The visit to the caves was short lived. My kids decided to abort the mission about half of the way through. I resisted the change, a little, wanting to continue on the path that I set for them and we all suffered from my reticence, a bit. I have been trying to tell myself that I resisted too much and that I caused unneeded hardship, my kids whining and crying and fussing, distracting everyone from the tour for a few minutes but really, upon reflection, I changed direction pretty quickly for the person I used to be. Change is hard, even small ones, and accepting it should be celebrated and seen as progress.

Back in the gift shop early, we all picked out some rocks. I grabbed (what was probably designed to be a coaster) a disk of translucent selenite, or moonstone. I plan on using this magic technology to scry on my immediate future and to spot any astrologically-induced misfortune that might be heading my way. It's a new strategy, brought about by some of the things I learned in the Rune Soup Premium Member course on the 36 Decans.
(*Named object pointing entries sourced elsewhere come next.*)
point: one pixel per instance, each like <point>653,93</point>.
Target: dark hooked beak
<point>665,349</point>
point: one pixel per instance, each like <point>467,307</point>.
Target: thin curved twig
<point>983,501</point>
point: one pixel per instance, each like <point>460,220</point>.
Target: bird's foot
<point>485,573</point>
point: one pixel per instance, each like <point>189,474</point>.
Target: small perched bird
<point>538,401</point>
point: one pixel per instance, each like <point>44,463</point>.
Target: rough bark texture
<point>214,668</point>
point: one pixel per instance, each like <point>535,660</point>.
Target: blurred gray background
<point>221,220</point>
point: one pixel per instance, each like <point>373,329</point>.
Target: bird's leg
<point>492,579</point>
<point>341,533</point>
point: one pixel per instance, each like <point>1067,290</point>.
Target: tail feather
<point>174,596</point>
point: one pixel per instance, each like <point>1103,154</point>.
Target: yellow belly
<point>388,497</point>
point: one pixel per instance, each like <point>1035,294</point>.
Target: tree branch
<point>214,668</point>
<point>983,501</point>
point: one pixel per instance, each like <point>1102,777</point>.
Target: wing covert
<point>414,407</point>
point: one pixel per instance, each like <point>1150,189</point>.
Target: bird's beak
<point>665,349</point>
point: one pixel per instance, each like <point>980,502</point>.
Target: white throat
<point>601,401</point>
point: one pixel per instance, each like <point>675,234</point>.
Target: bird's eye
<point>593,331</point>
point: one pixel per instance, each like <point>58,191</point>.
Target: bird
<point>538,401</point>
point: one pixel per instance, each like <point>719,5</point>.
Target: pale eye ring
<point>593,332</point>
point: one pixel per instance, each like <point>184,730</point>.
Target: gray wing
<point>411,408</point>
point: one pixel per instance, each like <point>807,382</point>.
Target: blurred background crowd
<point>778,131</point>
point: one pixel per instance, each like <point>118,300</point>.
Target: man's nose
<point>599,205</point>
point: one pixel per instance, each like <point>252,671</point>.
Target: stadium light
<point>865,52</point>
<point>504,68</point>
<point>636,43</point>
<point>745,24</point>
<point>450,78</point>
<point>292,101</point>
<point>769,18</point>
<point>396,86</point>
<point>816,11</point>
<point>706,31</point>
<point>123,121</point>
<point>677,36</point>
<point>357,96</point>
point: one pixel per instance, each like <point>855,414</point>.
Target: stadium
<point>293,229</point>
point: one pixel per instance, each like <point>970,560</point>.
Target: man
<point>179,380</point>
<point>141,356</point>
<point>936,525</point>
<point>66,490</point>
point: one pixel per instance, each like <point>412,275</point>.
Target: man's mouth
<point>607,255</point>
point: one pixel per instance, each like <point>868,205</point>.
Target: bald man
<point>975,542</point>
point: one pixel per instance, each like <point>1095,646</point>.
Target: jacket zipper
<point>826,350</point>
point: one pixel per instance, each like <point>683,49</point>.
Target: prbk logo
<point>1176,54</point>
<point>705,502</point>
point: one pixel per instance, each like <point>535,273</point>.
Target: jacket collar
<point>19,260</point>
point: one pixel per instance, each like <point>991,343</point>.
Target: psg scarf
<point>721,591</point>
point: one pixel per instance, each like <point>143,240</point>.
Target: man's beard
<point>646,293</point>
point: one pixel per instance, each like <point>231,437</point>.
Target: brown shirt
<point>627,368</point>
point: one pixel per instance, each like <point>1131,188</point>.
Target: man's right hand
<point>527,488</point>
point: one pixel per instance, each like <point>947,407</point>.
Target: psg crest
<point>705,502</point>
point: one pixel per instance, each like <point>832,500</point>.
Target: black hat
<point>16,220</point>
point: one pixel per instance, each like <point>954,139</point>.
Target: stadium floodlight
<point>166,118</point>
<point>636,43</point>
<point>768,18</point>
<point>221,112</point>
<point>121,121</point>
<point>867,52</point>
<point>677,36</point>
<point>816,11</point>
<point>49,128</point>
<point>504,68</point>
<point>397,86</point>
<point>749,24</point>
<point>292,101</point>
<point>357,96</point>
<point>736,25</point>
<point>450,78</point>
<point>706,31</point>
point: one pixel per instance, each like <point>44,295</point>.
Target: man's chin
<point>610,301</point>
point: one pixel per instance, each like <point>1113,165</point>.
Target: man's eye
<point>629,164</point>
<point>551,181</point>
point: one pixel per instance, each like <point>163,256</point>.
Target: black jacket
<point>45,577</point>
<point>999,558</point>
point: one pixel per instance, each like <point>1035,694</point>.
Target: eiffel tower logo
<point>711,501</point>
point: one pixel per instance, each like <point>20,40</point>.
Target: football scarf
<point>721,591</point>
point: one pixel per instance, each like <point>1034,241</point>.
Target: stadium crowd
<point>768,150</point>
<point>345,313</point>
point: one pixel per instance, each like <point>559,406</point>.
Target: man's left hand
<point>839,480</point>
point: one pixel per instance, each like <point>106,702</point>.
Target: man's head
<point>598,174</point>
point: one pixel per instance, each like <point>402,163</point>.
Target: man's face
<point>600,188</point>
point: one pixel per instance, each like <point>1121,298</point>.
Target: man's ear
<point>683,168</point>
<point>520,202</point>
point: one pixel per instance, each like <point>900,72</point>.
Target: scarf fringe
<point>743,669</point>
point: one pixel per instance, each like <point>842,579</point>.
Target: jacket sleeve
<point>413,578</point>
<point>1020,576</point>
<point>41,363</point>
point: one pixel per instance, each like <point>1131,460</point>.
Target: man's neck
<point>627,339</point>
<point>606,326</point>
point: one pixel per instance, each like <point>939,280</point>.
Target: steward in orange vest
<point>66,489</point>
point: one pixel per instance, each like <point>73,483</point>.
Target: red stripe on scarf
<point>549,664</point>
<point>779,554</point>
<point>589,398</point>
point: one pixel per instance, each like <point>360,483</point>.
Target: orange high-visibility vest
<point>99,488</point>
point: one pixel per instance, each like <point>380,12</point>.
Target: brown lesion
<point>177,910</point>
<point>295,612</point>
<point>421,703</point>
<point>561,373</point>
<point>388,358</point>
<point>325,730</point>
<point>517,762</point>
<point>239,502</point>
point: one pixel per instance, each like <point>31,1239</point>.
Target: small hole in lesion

That's all I'm going to say about the course here as the monthly fee is nominal and if you are interested in how to avoid your predestined fate you just need to put cash on the barrel head and take the course yourself.

On the way back to Milwaukee, we counted an unusual amount of turkey vultures.

I was pretty excited about my moonstone scrying mirror actually, and when I got home I set about performing some ten cent research on the internet, looking for correspondences and appropriate uses. Most of what I found was pretty unhelpful. One site dug into how selenite is formed and warned me not to get it near water, which was helpful because I had planned to use it as a component in water divination. Other than that site the rest were entirely too new age to be of any interest to me. There were no threads back to the kind of magic that I practice, the older, darker more maleficent kind. I left that information search session disappointed.

The next day, I found my way (my dark, chaos magic-y way) into the moonstone, through none other than the Prince of the Amoral Cosmos himself, HP Lovecraft. I was reading the prose poem 'What the Moon Brings' for another project and everything in that short piece synced up with my experience acquiring the moonstone. There were references to how the moonlight makes the seemingly normal and mundane take on a horrific, more magical reality. The protagonist focused intently on the dead and their journey after death, where they migrate to a mighty Clive Barker-ian dream sea bathed in the yellow light of a pregnant bulging moon, the waves tipped with this light. The description of the sea and the association with the dead and ‘unknown things’, this line in particular:

"I longed for nets that I may capture them and learn from them the secrets, which the moon had brought..."

connected to the moonstone the act of scrying and speaking with spirits or demons. 

The protagonist then focuses on a black condor, not dissimilar to the turkey vultures we saw on our trip back from our family-time catabasis. The condor landed on what he first imagined to be a rock but soon realized (with appropriate terror) as the dream sea peeled back that the condor was sitting on a pinnacle of a coral city of the dead, where sea worms dined gloriously on corpses. This necropolis, in turn, was only the crown of what Lovecraft referred to as an 'eikon,' a word I was unfamiliar with.

Upon investigation, eikon is used to describe a representation of a sacred personage, like a saint. This Eikon, however, was a real thing and not a depiction on wood or plaster, this is a beast miles in height, hiding just beneath the surface. The Eikon, which is the only noun Lovecraft uses to describe the horror, is shown to have hooved feet, thick black skin, and a broad forehead. In my mind's eye I see an underwater elk of epic size whose antlers are made of coral and are dressed with the corpses of every graveyard, writhing with sea-worms. 

Lovecraft’s Eikon is now my moonstone spirit, it is through this terror that I will seek the voices of the dead and of other things unknown to man, petitioning them to reveal to me the obstacles in my path.